Both examiners performed off-line independent, analysis of images. Subcutaneous fat thickness was calculated by measuring the distance from the skin surface to the superficial fascia of the muscles using on-screen calipers. Thickness of the rectus femoris and vastus intermedius was then measured in a similar manner using the femoral border and muscle fascia as landmarks. EI was measured by exporting the still images to Adobe Photoshop (Adobe Systems Incorporated, San Jose, CA, USA) for gray scale analysis scoring. The gray scale ranges from 0 to 255 (0 = black, 255 = white).

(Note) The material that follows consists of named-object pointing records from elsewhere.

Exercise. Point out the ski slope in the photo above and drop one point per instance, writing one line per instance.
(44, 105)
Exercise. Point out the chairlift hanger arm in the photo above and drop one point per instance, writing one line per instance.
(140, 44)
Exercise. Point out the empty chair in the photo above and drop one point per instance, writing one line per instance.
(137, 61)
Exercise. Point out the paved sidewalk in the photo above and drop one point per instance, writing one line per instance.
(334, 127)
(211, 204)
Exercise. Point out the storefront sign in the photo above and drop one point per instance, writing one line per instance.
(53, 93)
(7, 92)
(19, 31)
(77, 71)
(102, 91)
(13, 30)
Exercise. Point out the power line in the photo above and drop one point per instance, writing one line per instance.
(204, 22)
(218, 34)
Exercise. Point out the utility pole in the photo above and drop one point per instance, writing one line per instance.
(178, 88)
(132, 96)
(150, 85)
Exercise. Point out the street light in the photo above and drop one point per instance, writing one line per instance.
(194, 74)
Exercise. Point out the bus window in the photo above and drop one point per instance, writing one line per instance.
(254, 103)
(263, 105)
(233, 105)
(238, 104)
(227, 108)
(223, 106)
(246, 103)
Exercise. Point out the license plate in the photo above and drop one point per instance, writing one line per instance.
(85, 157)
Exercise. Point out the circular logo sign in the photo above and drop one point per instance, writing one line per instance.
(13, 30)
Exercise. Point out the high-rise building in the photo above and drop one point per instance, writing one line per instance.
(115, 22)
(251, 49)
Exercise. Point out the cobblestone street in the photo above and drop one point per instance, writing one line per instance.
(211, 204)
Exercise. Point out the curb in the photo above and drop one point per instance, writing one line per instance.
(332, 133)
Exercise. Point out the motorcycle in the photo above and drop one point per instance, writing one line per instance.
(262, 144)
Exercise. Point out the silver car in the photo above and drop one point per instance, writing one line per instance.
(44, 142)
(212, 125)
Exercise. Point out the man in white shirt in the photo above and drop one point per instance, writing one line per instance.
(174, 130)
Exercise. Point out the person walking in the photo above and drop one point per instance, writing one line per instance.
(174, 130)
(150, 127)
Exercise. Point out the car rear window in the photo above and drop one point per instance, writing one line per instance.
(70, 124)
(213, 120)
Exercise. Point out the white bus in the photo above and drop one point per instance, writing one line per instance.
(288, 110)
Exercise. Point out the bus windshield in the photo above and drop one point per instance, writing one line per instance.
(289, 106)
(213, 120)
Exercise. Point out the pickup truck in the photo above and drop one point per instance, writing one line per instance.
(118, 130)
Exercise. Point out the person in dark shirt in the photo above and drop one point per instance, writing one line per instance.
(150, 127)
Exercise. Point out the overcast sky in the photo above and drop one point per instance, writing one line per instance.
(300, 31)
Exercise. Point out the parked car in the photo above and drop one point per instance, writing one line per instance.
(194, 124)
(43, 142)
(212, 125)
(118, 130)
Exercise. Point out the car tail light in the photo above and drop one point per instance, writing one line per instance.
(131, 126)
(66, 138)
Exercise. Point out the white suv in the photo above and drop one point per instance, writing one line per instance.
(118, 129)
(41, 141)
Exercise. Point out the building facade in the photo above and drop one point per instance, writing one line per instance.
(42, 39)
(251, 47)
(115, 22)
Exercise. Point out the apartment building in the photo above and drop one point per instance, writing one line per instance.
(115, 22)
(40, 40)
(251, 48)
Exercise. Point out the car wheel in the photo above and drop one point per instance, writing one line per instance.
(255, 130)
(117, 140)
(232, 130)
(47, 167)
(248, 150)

A region of interest (ROI) was drawn as large as possible for each muscle, making effort to exclude fascial borders, bone and any artifact present in the image. As each examiner generated three measurements for each parameter recorded, the mean was calculated for thickness, while the mean, standard deviation, and median were calculated for gray scale scoring.

2.2.2. Electrical Impedance Myography (EIM)—Standard Equipment (sEIM)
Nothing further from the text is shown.